La sclérose en plaques,
c'est vous qui en parlez le mieux.
Le 17 janv. 2022

La sclérose en plaques, par Maud.

« Je me battais contre moi-même,
contre mon propre corps. »

L'histoire de ma maladie.

« Bonjour,

Je m’appelle Maud, j’ai 18 ans et je souffre de sclérose en plaques depuis plus de 2 ans (23/04/2019).

Tout a commencé lorsque j’avais 16 ans, durant la première semaine des vacances scolaires d’avril 2019 (je n’avais jamais eu aucun symptôme auparavant).
Le week-end avant mon départ en vacances, je suis tombée malade, une sorte de sinusite ou de rhinopharyngite, on n’a jamais vraiment su.
Le lundi qui a suivi, je me suis réveillée avec des fourmis dans le pouce droit, mais je me suis dit que c’était parce que j’avais dormi dessus la nuit. Donc rien d’alarmant.
Cependant, le lendemain, ça s’est propagé dans toute ma main droite et j’avais des maux de tête affreux. Ma mère m’a donc donné de la cortisone, pour essayer de calmer ces anomalies (c’était avant la catastrophe que ça allait être pour mon corps).

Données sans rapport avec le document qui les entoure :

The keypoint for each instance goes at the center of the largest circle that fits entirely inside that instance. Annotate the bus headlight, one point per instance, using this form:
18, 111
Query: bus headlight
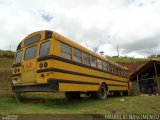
41, 65
45, 64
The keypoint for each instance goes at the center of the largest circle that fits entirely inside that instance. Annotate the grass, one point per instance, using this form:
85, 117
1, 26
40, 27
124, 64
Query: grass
132, 104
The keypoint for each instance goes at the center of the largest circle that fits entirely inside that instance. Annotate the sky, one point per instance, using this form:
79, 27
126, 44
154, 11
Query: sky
100, 25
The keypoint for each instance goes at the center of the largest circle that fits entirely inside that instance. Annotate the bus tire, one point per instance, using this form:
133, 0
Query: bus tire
101, 93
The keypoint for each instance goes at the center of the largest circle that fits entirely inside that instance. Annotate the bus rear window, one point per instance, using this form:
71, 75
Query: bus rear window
30, 53
44, 49
19, 57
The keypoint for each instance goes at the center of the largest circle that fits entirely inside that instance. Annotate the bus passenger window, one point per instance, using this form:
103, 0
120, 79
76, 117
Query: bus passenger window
66, 51
99, 63
86, 58
44, 49
19, 57
30, 53
93, 62
110, 68
77, 55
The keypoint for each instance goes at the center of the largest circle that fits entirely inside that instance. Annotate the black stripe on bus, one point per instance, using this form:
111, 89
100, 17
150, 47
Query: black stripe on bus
15, 75
117, 85
79, 82
70, 81
73, 62
75, 73
17, 64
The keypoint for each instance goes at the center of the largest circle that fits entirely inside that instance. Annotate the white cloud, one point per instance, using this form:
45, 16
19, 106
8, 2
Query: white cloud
101, 24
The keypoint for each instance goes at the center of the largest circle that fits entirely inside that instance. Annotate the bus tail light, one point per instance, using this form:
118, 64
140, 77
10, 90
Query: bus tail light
45, 64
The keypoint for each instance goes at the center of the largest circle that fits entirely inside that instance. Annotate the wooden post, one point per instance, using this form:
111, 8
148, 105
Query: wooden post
155, 68
138, 84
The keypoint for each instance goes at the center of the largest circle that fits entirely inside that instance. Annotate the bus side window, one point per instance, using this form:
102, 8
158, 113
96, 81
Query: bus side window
99, 63
86, 58
66, 51
77, 55
93, 61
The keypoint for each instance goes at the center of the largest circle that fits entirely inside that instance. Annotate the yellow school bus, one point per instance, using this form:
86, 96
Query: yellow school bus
46, 61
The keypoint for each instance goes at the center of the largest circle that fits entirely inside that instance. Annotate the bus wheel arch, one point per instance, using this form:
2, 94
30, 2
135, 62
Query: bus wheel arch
101, 93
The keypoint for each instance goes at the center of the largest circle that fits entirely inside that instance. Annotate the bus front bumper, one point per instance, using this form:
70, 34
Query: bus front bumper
36, 88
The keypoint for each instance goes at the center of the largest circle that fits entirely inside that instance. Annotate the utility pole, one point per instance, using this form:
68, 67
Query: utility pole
118, 50
10, 48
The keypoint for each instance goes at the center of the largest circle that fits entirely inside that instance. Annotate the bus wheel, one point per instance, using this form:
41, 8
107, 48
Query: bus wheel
125, 93
101, 93
72, 95
18, 97
68, 96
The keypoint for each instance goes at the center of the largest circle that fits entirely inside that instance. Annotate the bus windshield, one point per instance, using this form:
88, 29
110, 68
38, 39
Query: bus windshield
19, 56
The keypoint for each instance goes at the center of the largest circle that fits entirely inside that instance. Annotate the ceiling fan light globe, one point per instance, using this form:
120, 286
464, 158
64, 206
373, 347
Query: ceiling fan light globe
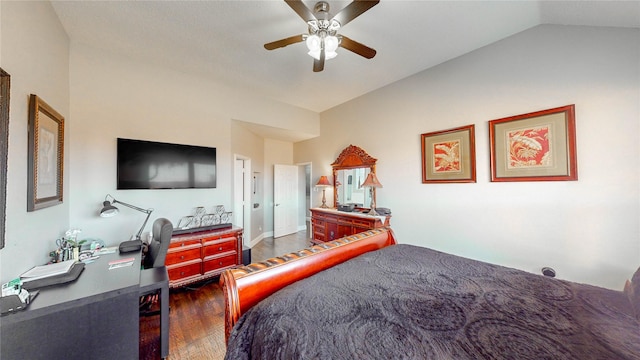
331, 44
315, 54
328, 55
314, 43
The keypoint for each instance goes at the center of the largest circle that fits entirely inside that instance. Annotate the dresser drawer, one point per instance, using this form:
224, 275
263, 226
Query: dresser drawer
200, 255
214, 248
218, 263
183, 244
192, 268
175, 257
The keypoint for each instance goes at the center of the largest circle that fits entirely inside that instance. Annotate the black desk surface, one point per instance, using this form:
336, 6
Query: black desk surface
95, 283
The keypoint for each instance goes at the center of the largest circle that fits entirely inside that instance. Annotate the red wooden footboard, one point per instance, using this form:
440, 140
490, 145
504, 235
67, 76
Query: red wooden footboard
246, 286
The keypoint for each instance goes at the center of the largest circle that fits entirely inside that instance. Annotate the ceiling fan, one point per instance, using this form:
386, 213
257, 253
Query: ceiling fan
323, 38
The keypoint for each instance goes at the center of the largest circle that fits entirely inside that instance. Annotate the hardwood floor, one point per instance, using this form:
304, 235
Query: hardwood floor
196, 317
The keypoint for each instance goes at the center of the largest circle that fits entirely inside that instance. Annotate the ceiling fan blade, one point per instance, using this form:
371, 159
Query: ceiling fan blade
353, 10
284, 42
318, 65
300, 9
356, 47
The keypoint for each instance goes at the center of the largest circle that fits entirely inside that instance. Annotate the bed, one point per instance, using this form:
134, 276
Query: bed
367, 297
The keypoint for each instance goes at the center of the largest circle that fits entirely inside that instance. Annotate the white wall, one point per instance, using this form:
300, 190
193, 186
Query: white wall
588, 230
250, 145
38, 63
275, 152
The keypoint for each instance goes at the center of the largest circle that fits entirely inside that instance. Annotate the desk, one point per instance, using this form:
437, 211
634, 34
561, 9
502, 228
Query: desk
94, 317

Au fil de la semaine, les symptômes se sont accumulés : engourdissements sur la moitié droite du visage et de la langue, perte de mobilité de la main droite (je n’arrivais plus à la lever haut), perte de mobilité de la jambe droite (je ne marchais plus correctement, comme si je traînais ma jambe et je ne la contrôlais plus), sans compter les maux de tête toujours aussi présents.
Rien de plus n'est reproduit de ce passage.